1981 arrive et rappelle que rien n’est encore joué, François Mitterrand est élu Président de la République à la faveur de la trahison de Jacques Chirac face à Giscard. Cette période pour Mayotte n’est pas la meilleure pour son combat pour la départementalisation. Le Président Douchina explique « qu’en 1978 le programme commun de la gauche montre très clairement la pensée politique des socialistes vis-à-vis des outre-mer qu’ils considèrent comme chers, ils souhaitent que la France se débarrasse des outre-mer et soldent la page de la décolonisation ». Daniel-Martial Henry complète et explique que « dans les familles régnaient une grande inquiétude, il se disait que la France allait partir de Mayotte à cause de l’élection de Mitterrand ». Mayotte se cherche d’autres alliés… mais le cœur reste au centre et à droite, le combat se poursuit jusqu’à Nicolas Sarkozy ….
Et si Giscard avait eu un second mandat ?
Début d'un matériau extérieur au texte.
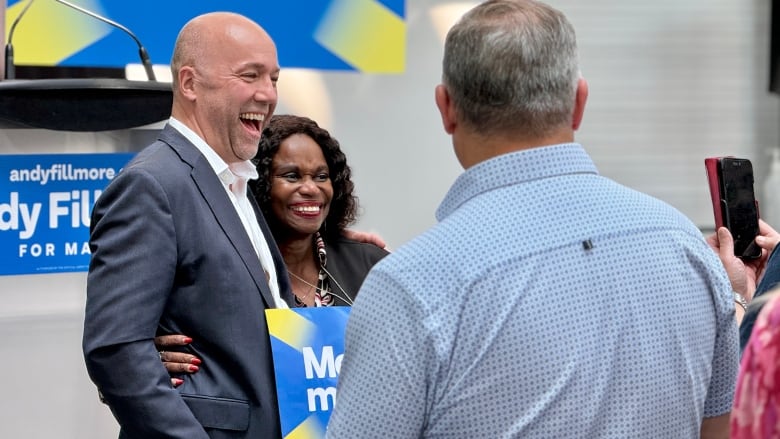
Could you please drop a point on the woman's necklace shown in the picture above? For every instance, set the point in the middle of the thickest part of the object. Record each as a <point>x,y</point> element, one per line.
<point>311,287</point>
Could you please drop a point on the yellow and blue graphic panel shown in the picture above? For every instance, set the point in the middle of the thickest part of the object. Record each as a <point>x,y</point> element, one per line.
<point>348,35</point>
<point>308,347</point>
Reste à savoir maintenant si le destin de la France et de Mayotte aurait été différent si Giscard avait obtenu un second mandat ? Nombreux sont ceux à affirmer que Giscard a transfiguré la France : IVG, majorité à 18 ans, nucléaire, décentralisation… Sa mésentente avec Chirac et la perte des voix du RPR à la présidentielle de 1981 lui auront couté un second mandat. Le libéralisme de Giscard dans un contexte économique inédit depuis l’après-guerre suite aux deux chocs pétroliers a permis à Chirac de faire entendre une voix dissonante, il prône une politique plus sociale… La majorité est divisée, le contexte n’est pas favorable, la gauche l’emporte contre toute attente.
Le décès du Président Giscard d’Estaing permet de rappeler à quelques mois des 10 ans de l’accession de Mayotte au statut de département, que le choix de Mayotte de rester française était le combat de toute une génération, un clin d’œil, une invitation à méditer sur cette page de notre histoire au moment où le Ministre des Outre-mer Sébastien Lecornu invite Mayotte à faire un premier bilan de cette départementalisation.